Deux figures de proue de la musique réunionnaise sur une même scène ! Fers de lance d’un son tout aussi affranchi que respectueux de la tradition, Saodaj et Grèn Sémé déploient leurs univers pour une musique sans frontières.

Fers de lance des fusions actuelles du maloya et d’une chanson bohème cousue de poésie, d’influences vavangueuses et d’humanité, Grèn Sémé et Saodaj partagent naturellement la grande scène du Plein Air pour fêter ensemble la sortie de deux disques importants.

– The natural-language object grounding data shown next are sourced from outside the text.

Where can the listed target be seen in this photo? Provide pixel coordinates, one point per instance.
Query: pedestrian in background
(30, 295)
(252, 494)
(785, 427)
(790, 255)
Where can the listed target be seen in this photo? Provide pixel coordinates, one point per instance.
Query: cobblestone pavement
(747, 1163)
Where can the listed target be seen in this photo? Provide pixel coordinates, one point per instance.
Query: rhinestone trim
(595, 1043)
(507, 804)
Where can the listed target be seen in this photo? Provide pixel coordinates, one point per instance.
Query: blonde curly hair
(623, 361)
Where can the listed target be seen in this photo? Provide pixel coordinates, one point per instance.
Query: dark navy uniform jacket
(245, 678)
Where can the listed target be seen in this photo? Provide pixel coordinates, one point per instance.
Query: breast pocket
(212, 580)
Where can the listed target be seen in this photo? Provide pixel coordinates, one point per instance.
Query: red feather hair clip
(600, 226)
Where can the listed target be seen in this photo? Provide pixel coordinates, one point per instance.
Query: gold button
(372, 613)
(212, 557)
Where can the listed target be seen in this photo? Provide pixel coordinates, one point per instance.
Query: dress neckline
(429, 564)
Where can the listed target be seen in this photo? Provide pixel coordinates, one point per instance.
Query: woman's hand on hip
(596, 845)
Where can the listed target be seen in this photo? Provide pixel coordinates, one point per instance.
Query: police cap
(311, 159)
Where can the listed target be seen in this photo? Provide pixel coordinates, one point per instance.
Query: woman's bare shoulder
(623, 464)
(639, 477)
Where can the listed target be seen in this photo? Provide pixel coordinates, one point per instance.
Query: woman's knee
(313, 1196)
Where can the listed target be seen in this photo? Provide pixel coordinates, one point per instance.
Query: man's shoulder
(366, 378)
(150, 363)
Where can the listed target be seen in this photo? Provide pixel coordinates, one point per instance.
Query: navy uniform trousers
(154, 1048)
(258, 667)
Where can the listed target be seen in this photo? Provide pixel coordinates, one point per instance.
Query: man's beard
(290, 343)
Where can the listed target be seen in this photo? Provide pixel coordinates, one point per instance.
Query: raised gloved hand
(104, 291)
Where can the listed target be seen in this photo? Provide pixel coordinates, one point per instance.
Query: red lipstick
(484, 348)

Zamrosa, nouvel album de Grèn Sémé, poursuit l’œuvre tendrement rageuse de Carlo de Sacco et de sa bande désormais inscrite au panthéon des révoltés de la francophonie ;

Laz, premier enregistrement du groupe de Marie Lanfroy et Jonathan Itéma, témoigne quant à lui de l’épanouissement d’un collectif atypique inspiré par le maloya et forgé sur scène au fil de 300 concerts où, harmonieusement, sans s’inquiéter des frontières, la troupe a intégré de nouveaux talents à son identité mouvante, dont l’excellente violoncelliste Mélanie Badal.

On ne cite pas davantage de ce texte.